I've just pushed a change that gets rid of the performance issues.

Quick summary of the main changes:

  • base type info information is now done via an iterator that only allocated vectors when traversing the base types hits multiple inheritance. Thus the common case (a type which is already a pybind11 type, or inheriting from one via a single-inheritance tree) avoids unwanted allocations.

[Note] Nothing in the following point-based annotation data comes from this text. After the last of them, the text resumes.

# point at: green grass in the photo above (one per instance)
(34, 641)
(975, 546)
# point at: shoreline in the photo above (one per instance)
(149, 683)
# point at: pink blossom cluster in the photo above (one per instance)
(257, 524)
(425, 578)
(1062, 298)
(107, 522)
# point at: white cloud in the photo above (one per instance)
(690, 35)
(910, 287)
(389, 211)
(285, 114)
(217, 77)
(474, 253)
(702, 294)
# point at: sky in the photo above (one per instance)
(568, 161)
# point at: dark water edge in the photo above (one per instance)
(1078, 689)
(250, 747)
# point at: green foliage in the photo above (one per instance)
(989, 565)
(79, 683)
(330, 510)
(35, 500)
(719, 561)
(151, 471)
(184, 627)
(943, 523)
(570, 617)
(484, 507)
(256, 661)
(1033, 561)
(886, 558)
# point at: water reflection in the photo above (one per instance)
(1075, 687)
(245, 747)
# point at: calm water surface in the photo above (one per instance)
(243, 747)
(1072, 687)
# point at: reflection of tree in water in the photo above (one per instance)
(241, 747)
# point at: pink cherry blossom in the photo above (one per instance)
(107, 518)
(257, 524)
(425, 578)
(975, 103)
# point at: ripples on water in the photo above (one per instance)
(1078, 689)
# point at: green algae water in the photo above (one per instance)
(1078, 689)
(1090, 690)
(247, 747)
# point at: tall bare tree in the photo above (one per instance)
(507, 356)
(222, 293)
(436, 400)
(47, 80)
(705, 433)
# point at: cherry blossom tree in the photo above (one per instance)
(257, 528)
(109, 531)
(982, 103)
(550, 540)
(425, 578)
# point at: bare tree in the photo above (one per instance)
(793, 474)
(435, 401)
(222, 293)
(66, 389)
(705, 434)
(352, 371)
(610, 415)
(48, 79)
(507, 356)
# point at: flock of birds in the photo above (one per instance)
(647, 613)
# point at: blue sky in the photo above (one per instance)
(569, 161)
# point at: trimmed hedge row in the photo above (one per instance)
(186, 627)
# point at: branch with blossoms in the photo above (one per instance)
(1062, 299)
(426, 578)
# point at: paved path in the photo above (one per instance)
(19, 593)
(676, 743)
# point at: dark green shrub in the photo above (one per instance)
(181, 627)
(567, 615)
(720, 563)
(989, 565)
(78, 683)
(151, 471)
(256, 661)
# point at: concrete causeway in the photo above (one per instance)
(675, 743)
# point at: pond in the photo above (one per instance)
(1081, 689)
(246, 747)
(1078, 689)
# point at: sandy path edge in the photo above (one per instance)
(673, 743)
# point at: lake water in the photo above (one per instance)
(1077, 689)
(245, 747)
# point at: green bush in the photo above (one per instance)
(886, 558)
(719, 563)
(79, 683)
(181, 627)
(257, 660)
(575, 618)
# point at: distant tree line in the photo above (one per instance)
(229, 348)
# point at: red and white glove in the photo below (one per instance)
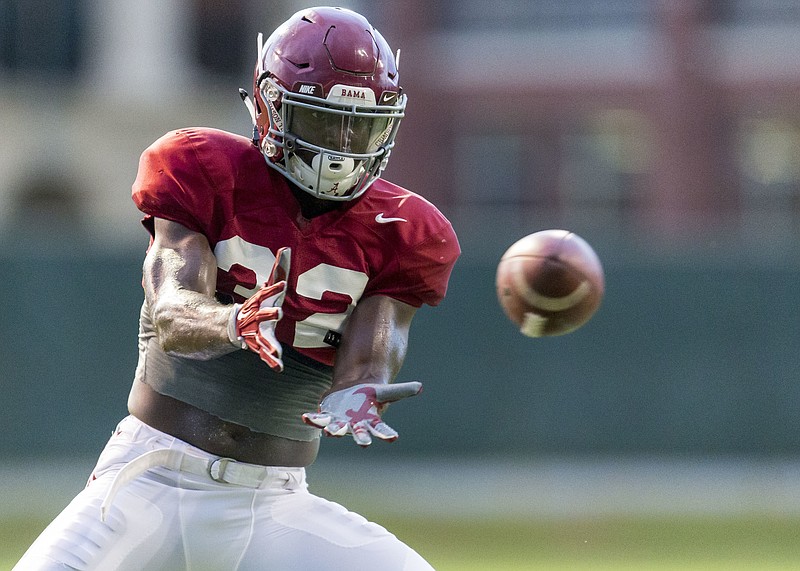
(356, 410)
(253, 322)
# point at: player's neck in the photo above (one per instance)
(311, 207)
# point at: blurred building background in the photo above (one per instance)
(665, 132)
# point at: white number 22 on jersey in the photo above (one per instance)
(311, 284)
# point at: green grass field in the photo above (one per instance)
(619, 544)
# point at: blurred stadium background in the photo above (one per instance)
(665, 132)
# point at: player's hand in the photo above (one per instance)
(356, 410)
(257, 317)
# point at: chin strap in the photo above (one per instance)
(252, 110)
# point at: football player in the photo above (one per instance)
(280, 283)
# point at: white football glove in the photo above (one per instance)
(356, 410)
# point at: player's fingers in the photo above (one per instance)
(397, 391)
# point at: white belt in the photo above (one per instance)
(222, 470)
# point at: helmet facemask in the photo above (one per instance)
(332, 148)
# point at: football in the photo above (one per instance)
(550, 283)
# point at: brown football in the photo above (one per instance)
(550, 283)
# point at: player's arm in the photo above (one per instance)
(180, 276)
(374, 346)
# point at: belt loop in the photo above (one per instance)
(216, 469)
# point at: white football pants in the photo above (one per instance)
(184, 518)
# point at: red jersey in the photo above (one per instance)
(387, 242)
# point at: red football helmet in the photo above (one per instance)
(327, 102)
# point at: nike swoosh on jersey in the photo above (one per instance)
(381, 219)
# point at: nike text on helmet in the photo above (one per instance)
(327, 102)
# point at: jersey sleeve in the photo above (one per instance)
(420, 272)
(172, 184)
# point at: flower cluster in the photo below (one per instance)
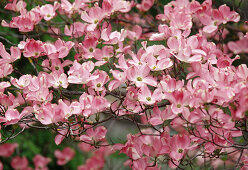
(171, 74)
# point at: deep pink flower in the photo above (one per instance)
(64, 156)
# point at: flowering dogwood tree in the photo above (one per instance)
(170, 70)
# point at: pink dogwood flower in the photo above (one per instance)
(41, 162)
(64, 156)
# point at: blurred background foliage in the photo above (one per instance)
(40, 141)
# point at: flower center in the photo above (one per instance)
(139, 78)
(180, 151)
(148, 98)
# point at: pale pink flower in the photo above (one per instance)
(94, 135)
(140, 76)
(6, 57)
(41, 162)
(64, 156)
(7, 149)
(19, 163)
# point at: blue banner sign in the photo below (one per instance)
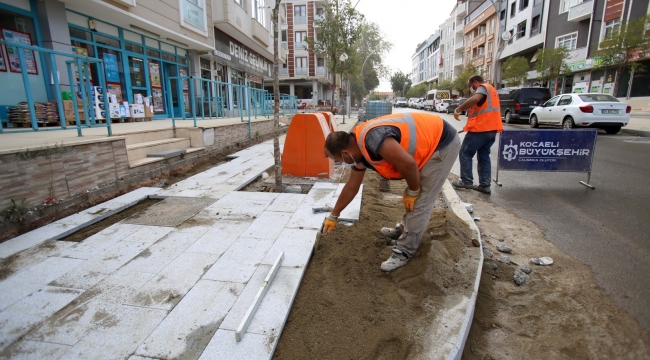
(547, 150)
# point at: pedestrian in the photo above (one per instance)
(483, 124)
(417, 147)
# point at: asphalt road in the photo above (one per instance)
(608, 228)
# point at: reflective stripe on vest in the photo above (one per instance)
(408, 119)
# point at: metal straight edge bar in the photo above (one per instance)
(243, 326)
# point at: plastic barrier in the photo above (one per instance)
(304, 147)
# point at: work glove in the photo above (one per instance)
(409, 197)
(329, 224)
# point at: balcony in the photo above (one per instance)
(581, 12)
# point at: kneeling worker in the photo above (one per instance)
(417, 147)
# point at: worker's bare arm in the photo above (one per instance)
(350, 190)
(392, 152)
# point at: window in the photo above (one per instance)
(568, 41)
(193, 13)
(523, 4)
(521, 29)
(611, 28)
(567, 4)
(300, 14)
(258, 11)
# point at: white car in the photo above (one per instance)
(441, 106)
(593, 110)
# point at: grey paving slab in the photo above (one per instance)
(157, 256)
(35, 237)
(97, 243)
(268, 225)
(169, 286)
(297, 246)
(287, 202)
(95, 308)
(121, 337)
(186, 331)
(219, 237)
(147, 234)
(30, 350)
(101, 265)
(20, 317)
(240, 261)
(224, 346)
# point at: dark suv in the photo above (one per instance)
(517, 103)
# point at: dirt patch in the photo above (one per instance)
(93, 229)
(559, 313)
(347, 308)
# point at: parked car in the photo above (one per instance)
(442, 105)
(454, 104)
(517, 103)
(594, 110)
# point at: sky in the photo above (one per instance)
(405, 23)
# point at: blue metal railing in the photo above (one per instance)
(83, 66)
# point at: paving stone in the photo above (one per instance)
(35, 237)
(219, 237)
(20, 317)
(169, 286)
(304, 218)
(97, 243)
(274, 308)
(240, 261)
(186, 331)
(30, 350)
(268, 225)
(95, 308)
(157, 256)
(148, 234)
(121, 337)
(297, 246)
(100, 266)
(224, 346)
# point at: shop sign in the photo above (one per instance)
(242, 58)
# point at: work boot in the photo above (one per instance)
(393, 233)
(483, 189)
(395, 261)
(461, 185)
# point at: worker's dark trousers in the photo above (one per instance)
(432, 176)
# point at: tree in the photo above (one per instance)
(515, 70)
(550, 63)
(338, 32)
(400, 83)
(276, 98)
(623, 48)
(460, 83)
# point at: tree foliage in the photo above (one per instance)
(400, 83)
(623, 47)
(550, 63)
(515, 70)
(339, 30)
(460, 83)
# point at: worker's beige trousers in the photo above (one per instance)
(432, 176)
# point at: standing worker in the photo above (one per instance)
(483, 124)
(417, 147)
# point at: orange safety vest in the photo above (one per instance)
(420, 132)
(486, 117)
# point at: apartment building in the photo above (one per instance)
(304, 74)
(480, 39)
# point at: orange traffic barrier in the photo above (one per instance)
(304, 147)
(331, 122)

  • I amended the instance storage structure to be a union of two possible layouts:

    • a "simple" layout is a fixed-size allocation (typically the size of three pointers) that contains the value pointer followed by a single holder. It has enough space to be able to hold either a std::unique_ptr or std::shared_ptr, thus reducing the number of mallocs in the common case back to what they were before. It wastes one pointer-sized allocation for std::unique_ptr (which only needs one pointer-size block), but it seemed worthwhile to allow other pointers like shared_ptr (which needs two) to be able to take advantage of the simple layout.
    • When using python-side multiple inheritance, or single inheritance with a custom holder type which is larger than a shared_ptr, the new version allocates a [[bb...][v1*][H1][v2*][H2]...] block, where [H1] is now the holder instance (not a pointer as it was earlier), and the [bb...] are the holder_constructed bits for the multiple holders. The multiple inheritance case thus also reduces the number of allocations from the initial implementation by keeping the instances in the allocated space. This main block (but not the [v1*] pointers) is now also allocated/freed via python, which may improve performance in some situations (most notably, I would expect, in tight create/destroy loops).
  • I replaced/renamed dealloc to destroy_holder, and had it now only do a holder destruction (instead of conditionally doing holder destruction or pointer deallocation). The pointer delete is instead now done in class_support.h, closer to the associated new.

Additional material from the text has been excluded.